Refunds When Customers Don’t Fly Due To The Pandemic
The Department of Transportation is proposing increased flexibility for passengers when travel is impossible or even merely inadvisable due to a pandemic.
- If a passenger can’t travel due to a travel ban, a border closure, or government advice not to travel to protect their health or the health of those around them, they’d be entitled to non-expiring flight credits or vouchers.
- And if the airline receives a pandemic bailout (you know they’ll be asking for government funds again) then the airline would have to provide refunds instead of credits.
Fares that have no change fees already allow for full credit, but those credits would no longer be able to expire (a move that Southwest just made anyway). Not all tickets are changeable in this way, however. And the risk and cost falls on the airline completely, under this rule, rather than the passenger.
At the start of Covid plenty of flights were being cancelled, and if a customer’s flight was cancelled they were entitled to a refund. But if the flight operated, odds on passengers wouldn’t have flown anyway, and they’d have only gotten a voucher – which at most airlines would ultimately expire.

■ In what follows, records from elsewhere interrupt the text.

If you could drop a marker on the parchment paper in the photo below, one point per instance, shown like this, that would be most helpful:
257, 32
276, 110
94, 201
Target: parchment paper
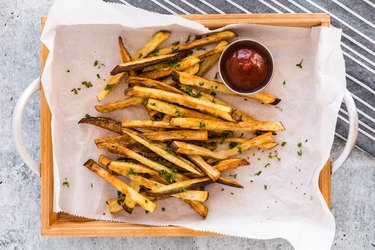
283, 201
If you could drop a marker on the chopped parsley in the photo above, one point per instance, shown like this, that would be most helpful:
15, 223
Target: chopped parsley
233, 144
109, 87
233, 175
75, 90
190, 91
86, 84
299, 152
131, 172
66, 183
299, 65
257, 174
188, 39
178, 113
197, 37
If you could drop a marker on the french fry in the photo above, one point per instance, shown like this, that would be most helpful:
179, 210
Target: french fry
194, 123
178, 187
213, 173
179, 135
198, 207
229, 182
120, 185
197, 81
152, 45
103, 122
230, 164
128, 168
121, 104
176, 111
136, 80
215, 37
167, 71
194, 195
147, 162
146, 124
193, 69
114, 81
114, 205
191, 149
145, 62
187, 101
165, 154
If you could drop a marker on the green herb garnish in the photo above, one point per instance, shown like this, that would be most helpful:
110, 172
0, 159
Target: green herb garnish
233, 144
300, 64
87, 84
257, 174
66, 183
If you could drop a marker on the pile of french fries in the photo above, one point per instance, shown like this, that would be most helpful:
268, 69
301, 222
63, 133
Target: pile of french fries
173, 154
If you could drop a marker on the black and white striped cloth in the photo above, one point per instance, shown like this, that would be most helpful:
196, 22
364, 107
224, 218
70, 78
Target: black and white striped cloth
355, 17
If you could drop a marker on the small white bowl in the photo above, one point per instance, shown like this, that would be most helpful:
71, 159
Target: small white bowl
251, 44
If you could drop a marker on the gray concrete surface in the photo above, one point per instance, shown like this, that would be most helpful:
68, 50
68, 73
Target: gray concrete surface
353, 192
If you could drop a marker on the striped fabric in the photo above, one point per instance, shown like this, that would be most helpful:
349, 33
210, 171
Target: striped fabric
355, 18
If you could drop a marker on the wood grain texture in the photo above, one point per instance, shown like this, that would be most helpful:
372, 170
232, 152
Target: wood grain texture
63, 224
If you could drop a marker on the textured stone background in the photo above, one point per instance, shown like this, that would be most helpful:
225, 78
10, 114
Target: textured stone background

I’m not sure shifting the risk of a pandemic fully onto the airline makes sense here, though to the extent airline bailouts have become inevitable (Delta’s CEO says moral hazard has been created: government will be there for airlines when needed) what DOT is really doing here is pre-attaching a condition to any future bailout that includes refunds Congress has been unwilling to write into law.

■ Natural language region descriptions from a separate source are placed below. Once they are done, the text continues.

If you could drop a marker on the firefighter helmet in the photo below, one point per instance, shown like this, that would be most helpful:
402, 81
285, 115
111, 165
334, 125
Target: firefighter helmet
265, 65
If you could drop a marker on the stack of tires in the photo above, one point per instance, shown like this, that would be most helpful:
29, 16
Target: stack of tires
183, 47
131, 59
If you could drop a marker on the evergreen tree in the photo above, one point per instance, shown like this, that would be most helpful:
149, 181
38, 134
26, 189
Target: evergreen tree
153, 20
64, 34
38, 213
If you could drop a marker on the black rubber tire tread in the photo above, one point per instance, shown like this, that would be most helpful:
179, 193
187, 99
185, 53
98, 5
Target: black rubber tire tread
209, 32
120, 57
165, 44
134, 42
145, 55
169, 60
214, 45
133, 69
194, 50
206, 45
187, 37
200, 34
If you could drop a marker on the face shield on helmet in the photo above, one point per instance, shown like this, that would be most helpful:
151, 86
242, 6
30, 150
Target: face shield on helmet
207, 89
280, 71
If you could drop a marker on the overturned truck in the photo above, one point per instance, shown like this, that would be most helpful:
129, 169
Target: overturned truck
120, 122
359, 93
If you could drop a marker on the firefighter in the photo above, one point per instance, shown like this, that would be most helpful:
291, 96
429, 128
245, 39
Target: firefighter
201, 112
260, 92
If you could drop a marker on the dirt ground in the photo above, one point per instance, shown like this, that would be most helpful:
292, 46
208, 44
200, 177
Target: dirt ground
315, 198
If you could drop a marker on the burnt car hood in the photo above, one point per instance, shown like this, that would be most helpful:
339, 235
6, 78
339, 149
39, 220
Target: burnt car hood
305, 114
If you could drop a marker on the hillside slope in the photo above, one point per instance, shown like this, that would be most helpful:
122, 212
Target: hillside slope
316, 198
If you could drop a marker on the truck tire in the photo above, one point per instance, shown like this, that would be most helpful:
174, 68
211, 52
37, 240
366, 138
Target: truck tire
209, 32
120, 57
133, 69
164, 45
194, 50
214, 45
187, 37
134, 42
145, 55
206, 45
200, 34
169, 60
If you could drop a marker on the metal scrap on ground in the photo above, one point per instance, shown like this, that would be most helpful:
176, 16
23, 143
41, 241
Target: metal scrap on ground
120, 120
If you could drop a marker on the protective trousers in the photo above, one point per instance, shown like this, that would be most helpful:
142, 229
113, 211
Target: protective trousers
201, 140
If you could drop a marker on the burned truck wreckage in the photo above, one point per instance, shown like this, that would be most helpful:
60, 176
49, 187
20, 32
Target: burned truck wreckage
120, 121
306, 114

It is unclear how saying a bailed out airline has different customer obligations to customers in a pandemic, based on the agency’s statutory authority, that one that hasn’t been bailed out – when Congress doesn’t add that obligation as part of legislation providing for the bailout. That seems like quite a stretch.
Oddly under this part of the rule, airlines and ticket agents could impose a processing fee on the issuance of a refund or credit and the amount of that fee isn’t specified (as long as the fee is specified in advance0 so it may not wind up costing the airlines much of anything at all in the end.

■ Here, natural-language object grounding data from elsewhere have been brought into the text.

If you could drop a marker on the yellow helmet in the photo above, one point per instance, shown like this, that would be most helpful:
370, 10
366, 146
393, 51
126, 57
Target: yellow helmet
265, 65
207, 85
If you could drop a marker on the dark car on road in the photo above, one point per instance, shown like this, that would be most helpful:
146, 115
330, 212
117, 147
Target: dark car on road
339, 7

Why Can’t Customers Just Sue
The airline industry got its own regulator in the Department of Transportation with deregulation. They aren’t merely subject to Federal Trade Commission rules. At the same time airlines are largely exempted from state regulation in how they run their business, so that there’s one unified set of rules for interstate air travel in the United States. The Supreme Court has found that state common law contract claims against airlines amount to state regulation and are thus pre-empted. So we are mostly left with an airline’s contract of carriage defining its relationship to the consumer, and violations of that contract as a cause of action – plus whatever rules the Department of Transportation puts in place.
In many ways this is problematic. The DOT ignores certain areas of abuse, and consumers have a hard time availing themselves of the courts. But DOT often gets things wrong, too, and can overregulate in some areas.
So we’re left with a vacuum to fill, and a DOT that both wants to fulfill its obligation to provide for safe and efficient air transportation, as well as to have lasting impact on the industry beyond its statutory authority. Both things seem at play here to a certain extent.
Will These Be The New Rules?
What’s in the Notice of Proposed Rulemaking is not what the Department of Transportation will do. It’s a proposal, and they’ll have to listen to and respond to public comments filed on the issues raised. Moreover not every proposed rulemaking is enacted. Some are closed without action. We’ll see where this goes.